We've had a couple of rental properties for a long time. (Thanks TurboTax for handling that.) A friend recently mentioned advantages to putting each in its own LLC. It seems the main advantage is in limiting liability of each property. However, they mentioned they heard of TAX advantages but had no details. ???? Are there tax-related benefits? (We live in NY state.) Thanks for any help.
A friend recently mentioned advantages to putting each in its own LLC. It seems the main advantage is in limiting liability of each property. However, they mentioned they heard of TAX advantages but had no details. ???? Are there tax-related benefits? (We live in NY state.)
What you gain is some insulation from liability but, frankly, you would be far better off with ample liability (and casualty, of course) insurance including, possibly, a personal umbrella policy, or rider. As far as actual federal tax benefits, there are virtually none.

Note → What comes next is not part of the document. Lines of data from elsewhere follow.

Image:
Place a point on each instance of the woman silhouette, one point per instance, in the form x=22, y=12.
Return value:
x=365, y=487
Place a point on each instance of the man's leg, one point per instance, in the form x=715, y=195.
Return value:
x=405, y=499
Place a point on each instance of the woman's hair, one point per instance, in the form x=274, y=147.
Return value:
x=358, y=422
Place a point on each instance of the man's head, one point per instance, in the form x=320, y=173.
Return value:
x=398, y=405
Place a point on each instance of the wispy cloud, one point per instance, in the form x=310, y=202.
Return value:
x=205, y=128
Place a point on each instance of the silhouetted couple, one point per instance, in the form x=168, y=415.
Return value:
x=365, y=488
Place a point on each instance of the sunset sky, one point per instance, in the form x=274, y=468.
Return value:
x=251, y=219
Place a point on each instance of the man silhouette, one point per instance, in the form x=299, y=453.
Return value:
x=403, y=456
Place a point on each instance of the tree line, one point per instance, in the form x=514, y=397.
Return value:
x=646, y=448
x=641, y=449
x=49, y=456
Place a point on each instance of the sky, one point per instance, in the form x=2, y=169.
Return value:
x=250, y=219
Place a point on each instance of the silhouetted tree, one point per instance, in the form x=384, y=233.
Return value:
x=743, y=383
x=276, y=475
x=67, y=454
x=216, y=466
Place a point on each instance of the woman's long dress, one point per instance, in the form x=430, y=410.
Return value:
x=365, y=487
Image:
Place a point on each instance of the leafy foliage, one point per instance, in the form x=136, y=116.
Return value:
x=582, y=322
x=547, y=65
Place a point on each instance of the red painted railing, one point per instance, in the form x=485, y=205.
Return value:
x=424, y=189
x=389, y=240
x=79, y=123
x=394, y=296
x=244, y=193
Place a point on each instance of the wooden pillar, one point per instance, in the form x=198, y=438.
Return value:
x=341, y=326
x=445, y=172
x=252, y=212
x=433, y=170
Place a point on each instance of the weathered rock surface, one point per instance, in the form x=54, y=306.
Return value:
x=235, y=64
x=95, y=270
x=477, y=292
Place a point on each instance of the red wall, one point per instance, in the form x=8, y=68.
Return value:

Hopefully, someone else will respond to any NY state benefits that might result.
And there's frequently a tax penalty associated with creating an LLC, not a benefit. California charges every LLC an $800 dollar franchise tax every year, even if the LLC loses money. Make more than $250,000 and the state tacks on additional "fees."
While the primary purpose of this forum is presumably tax advice – and your question specifically mentions “tax benefits”, I would like to offer the among the advantages of using an LLC as an intermediary entity between you, as the owner, and your residents – it does ‘cloak’ or hide your identity from potential snoopy others.
As a curious investor, I have looked up individuals’ names under databases to determine how many properties they may own. If they had operated under an intermediary entity between themselves and their residents, their known public ownership would have been greatly reduced or eliminated.
One may also consider the use of land trusts to further insure anonymity. Naturally, I whole heartedly recommend and endorse being completely responsible for your property regardless of how the title or the selected entity is used. I mention this as to being less notable to the extent of your holdings.
Re identity obfuscation, that is a good point but can easily be defeated depending upon the state in which the entity is organized.
In some states, for example, it is a simple matter to search for the name of the entity and then be able to view the principals, or what one may presume are the principals (e.g., all of the managers in an LLC and all of the officers in an S corporation). Although shareholders and other members may not be listed, one can generally presume that the officers or managers are also the principals in small entities.
The yield out of this is that there is some protection from disclosure, but it does not amount to much in some states. There are ways around this situation but they involve playing shell games which gets complicated and somewhat expensive.